Until now. Because Sam has been found, and he’s coming home. Beth desperately wants to understand what happened to her brother, but her family refuses to talk about it—even though Sam is clearly still affected by the abuse he faced at the hands of his captor.
And as Sam starts to confide in Josh about his past, Josh can’t admit the truths he’s hidden deep within himself: that he’s gay, and developing feelings for Sam. And, even bigger: that he never told the police everything he saw the day Sam disappeared.
As Beth and Josh struggle with their own issues, their friends and neighbors slowly turn on Sam, until one night when everything explodes. Beth can’t live in silence. Josh can’t live with his secrets. And Sam can’t continue on until the whole truth of what happened to him is out in the open.
For fans of thought-provoking stories like The Face on the Milk Carton, this is a book about learning to be an ally—even when the community around you doesn’t want you to be.

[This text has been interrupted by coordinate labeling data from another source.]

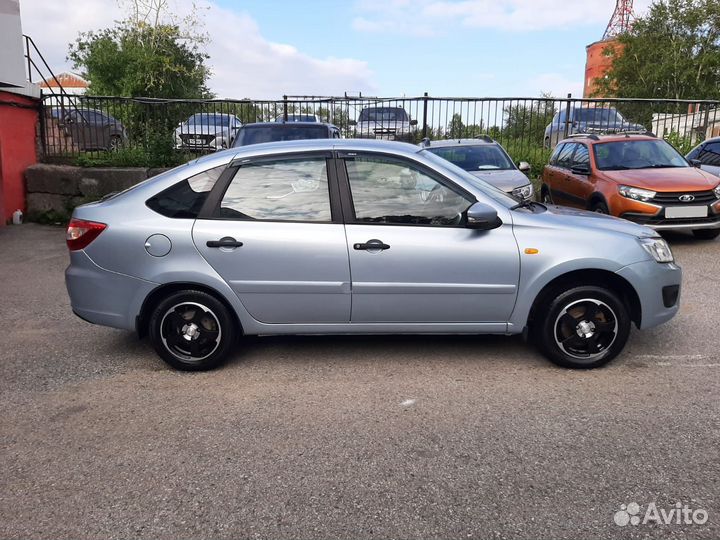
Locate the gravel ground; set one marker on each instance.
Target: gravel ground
(361, 437)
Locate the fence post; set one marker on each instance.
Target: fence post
(424, 115)
(567, 117)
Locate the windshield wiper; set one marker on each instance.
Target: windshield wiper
(662, 166)
(525, 203)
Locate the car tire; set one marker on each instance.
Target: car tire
(601, 208)
(581, 328)
(706, 234)
(192, 330)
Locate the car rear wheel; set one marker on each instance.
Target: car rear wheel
(192, 330)
(706, 234)
(583, 327)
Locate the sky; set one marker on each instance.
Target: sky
(263, 49)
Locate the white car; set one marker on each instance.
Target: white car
(207, 131)
(387, 123)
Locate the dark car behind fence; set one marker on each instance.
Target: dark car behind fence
(528, 127)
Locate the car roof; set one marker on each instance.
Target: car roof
(591, 138)
(460, 142)
(289, 124)
(311, 145)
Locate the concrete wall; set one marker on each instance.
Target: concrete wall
(18, 121)
(54, 190)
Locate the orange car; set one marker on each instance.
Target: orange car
(636, 177)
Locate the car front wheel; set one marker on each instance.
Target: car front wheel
(192, 330)
(583, 327)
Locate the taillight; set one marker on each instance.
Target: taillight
(80, 233)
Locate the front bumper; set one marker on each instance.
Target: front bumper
(654, 216)
(655, 284)
(386, 136)
(103, 297)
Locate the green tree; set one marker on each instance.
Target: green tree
(527, 121)
(144, 55)
(458, 130)
(672, 52)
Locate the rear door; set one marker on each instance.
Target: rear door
(412, 259)
(709, 156)
(578, 187)
(273, 230)
(562, 188)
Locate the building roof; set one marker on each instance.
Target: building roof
(66, 80)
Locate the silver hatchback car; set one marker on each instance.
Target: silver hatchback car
(349, 236)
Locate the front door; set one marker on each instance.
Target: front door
(412, 259)
(271, 234)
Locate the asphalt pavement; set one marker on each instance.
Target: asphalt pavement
(351, 437)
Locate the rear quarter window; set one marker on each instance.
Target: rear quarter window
(185, 199)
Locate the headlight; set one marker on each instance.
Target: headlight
(523, 192)
(636, 193)
(658, 248)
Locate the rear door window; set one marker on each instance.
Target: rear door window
(564, 158)
(581, 156)
(185, 199)
(710, 154)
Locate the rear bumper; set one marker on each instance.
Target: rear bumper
(103, 297)
(656, 285)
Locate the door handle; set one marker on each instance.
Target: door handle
(224, 242)
(371, 245)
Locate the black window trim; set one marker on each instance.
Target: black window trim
(579, 145)
(574, 144)
(348, 208)
(211, 207)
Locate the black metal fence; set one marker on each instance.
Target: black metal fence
(156, 132)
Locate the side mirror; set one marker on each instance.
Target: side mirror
(580, 169)
(482, 217)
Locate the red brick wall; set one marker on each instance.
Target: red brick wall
(18, 124)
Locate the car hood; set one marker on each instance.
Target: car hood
(670, 179)
(562, 216)
(507, 180)
(201, 129)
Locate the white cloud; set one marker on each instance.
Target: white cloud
(554, 84)
(420, 17)
(244, 63)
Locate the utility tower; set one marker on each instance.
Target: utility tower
(620, 21)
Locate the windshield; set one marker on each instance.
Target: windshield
(636, 154)
(383, 114)
(488, 189)
(475, 158)
(208, 119)
(283, 132)
(598, 116)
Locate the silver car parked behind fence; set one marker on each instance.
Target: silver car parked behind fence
(346, 236)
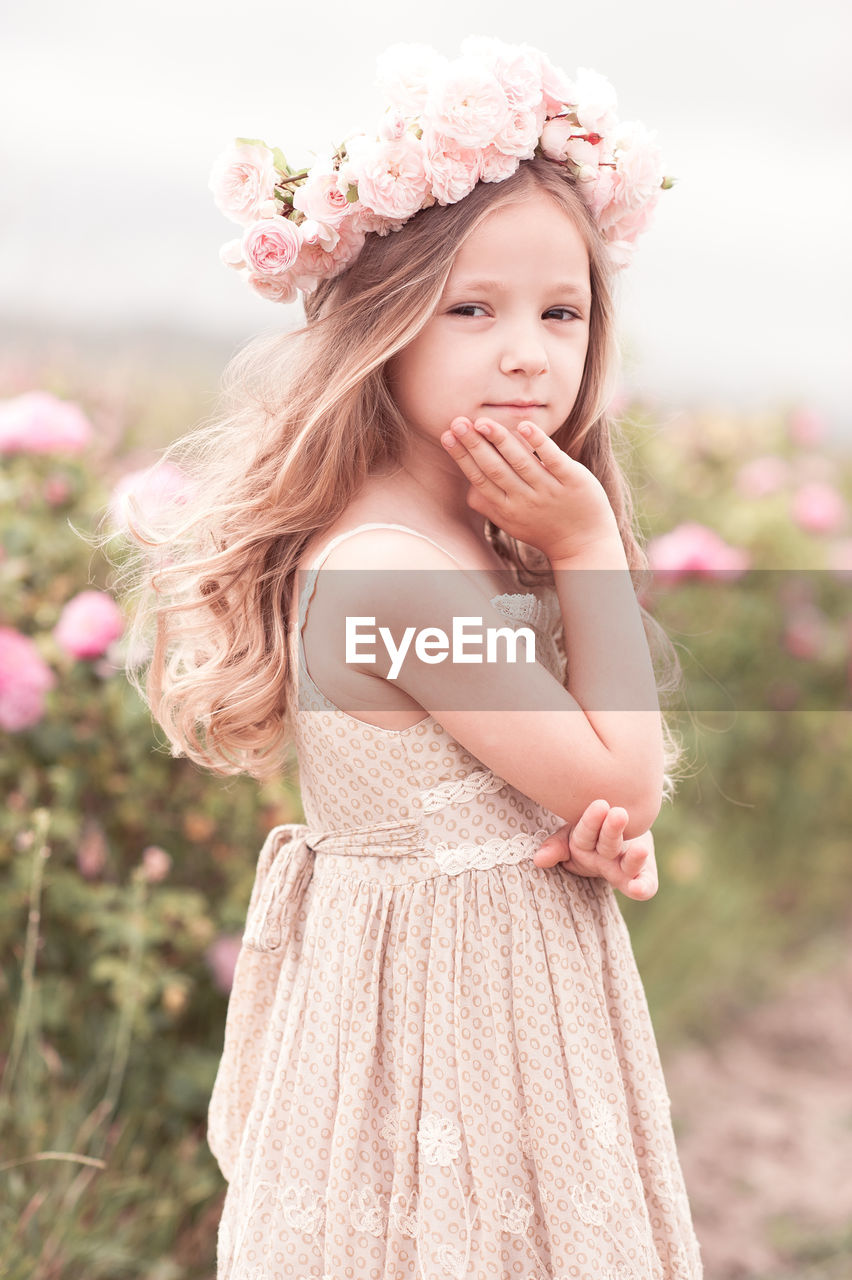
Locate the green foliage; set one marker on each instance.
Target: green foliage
(113, 1019)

When Sam was 11 just a bratty younger brother, as far as his sister, Beth, was concerned he was abducted. Now, three years later, he's been found. Beth shares narrating duties with Sam's old neighbor Josh, which makes for a rounded view of both the disappearance and life afterward. Now 17, Beth is used to a mother who's only half there, and she's made new friends who never knew Sam. Josh, now a high school freshman, still has a secret, but he's no longer the loser he felt like back when Sam was taken. Wilson (What They Always Tell Us) effectively shows how complex it can be to adjust to change, even when it's positive. Beth is suddenly interesting to people she doesn't know, her long-absent father reappears, her mother goes into maternal overdrive, and no one knows what to say to Sam. Josh doesn't either, but he wants to be Sam's friend, even though his other friends don't understand why. Though the book starts slowly, once the characters are established, it offers a moving and believable depiction of a damaged survivor and what his return means to those around him. Ages 14 up.